The podcast highlights things that are distinctly southern – whether New York-based producer and host Brian Reed notices them or not. The tightly wound connections of kin, the hodge-podge housing situations of many of the characters—even some of the socioeconomic factors that situate the South in today’s political climate. Vox calls the podcast definitively “southern gothic.”
But, as Brian dives deeper into the unique quirks and idiosyncrasies of the town and its people that many southerners are all too familiar with, some have felt that something just feels off, not in what Brian is reporting, but how.
The podcast is a cross between reporting and narrative, with many aspects of southern life brought up so poignantly—but naively—that it sometimes brings a chuckle of fond recognition. But, throughout the podcast, it becomes exceedingly clear—and even Brian himself admits—that the story is being reported by an outsider—a “yankee” as the townsfolk say. And often, that’s exactly the problem.
Josh Axelrod’s MediaFile article from Thursday gets part of the story right: S-town is the “Trump country” that has been overlooked by much of the media, oft portrayed only as a joke or stereotype on T.V., and it is helpful to have outsiders try to empathize with the people here.
But at the same time, there’s still more that’s missing. Even if the podcast is covering a once-forgotten corner of America, it’s still a story told, and filtered through, a northern “coastal elite.” The story seemingly romanticizes S-town, and the Southern communities it has come to represent, often portraying situations and people as quirky instead of rightfully problematic. Allowing listeners to proverbially peek into the town from the comfort of their earbuds is like the empathy version of taking someone to a drive-through Christmas lights show—they get to look at all the pretty lights, but they never actually have to get out of their cars and walk in the cold.
It’s a story about the pain and hurting of the deep south that is packaged up, wrapped nicely with a bow and presented for a coastal elite audience to consume like watching people in a snow globe. It turns S-town into a place of cultural tourism and armchair ethnography for Brian, and, by distribution, his audience.
This is not to say everything about S-town is bad, or that all Southerners feel uneasy. Plenty of Southerners have expressed their delight with the podcast, and it is still a well-produced audio narrative that’s enjoyable to follow. S-town is not in and of itself bad; but it shouldn’t be seen as a precedent.
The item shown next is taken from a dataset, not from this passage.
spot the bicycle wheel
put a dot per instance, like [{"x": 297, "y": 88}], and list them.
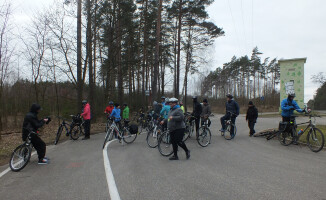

As the Trump administration progresses, there will undoubtedly be increased attempts by urban, coastal media organizations to try to “understand” Trump voters and “middle America.” But to truly understand these communities and the people who live in them, it will be imperative to see these people as equals—who laugh, learn and love just like everyone else. And one of the best ways to do that is to allow Southerners, and those in “Trump’s America,” to tell their own stories.
While diversity in storytelling is another topic entirely, a quote from Forest Whitaker on the inclusion of black stories in larger conversation could also apply, in this situation, to Southerners:
“We have to not limit ourselves to just a color palette, but we have to be able to say that those people of that culture should be allowed the opportunity to be able to tell those stories. More specifically, that they should be given the room to explore their own social experience, their own life, their own race, their own culture alongside all the other stories told too.”
While S-town could be considered a beginner’s foray into the South, the media will have to learn to empower people in marginalized communities and demographics to tell their own stories rather than always serving as an intermediary. At the same time, listeners must also understand the context of what they’re listening to and never lose sight of the personal biases that affect us all.
At the end of the day, S-town still feels like coming home. Yes, there are stories to be told from millions of S-towns across the country. But, giving a true voice to the “silent majority” in these towns for years to come might not be what S-town offers, or even come from a podcast at all. Perhaps, instead, all one needs to do to hear the voices from these towns is just listen.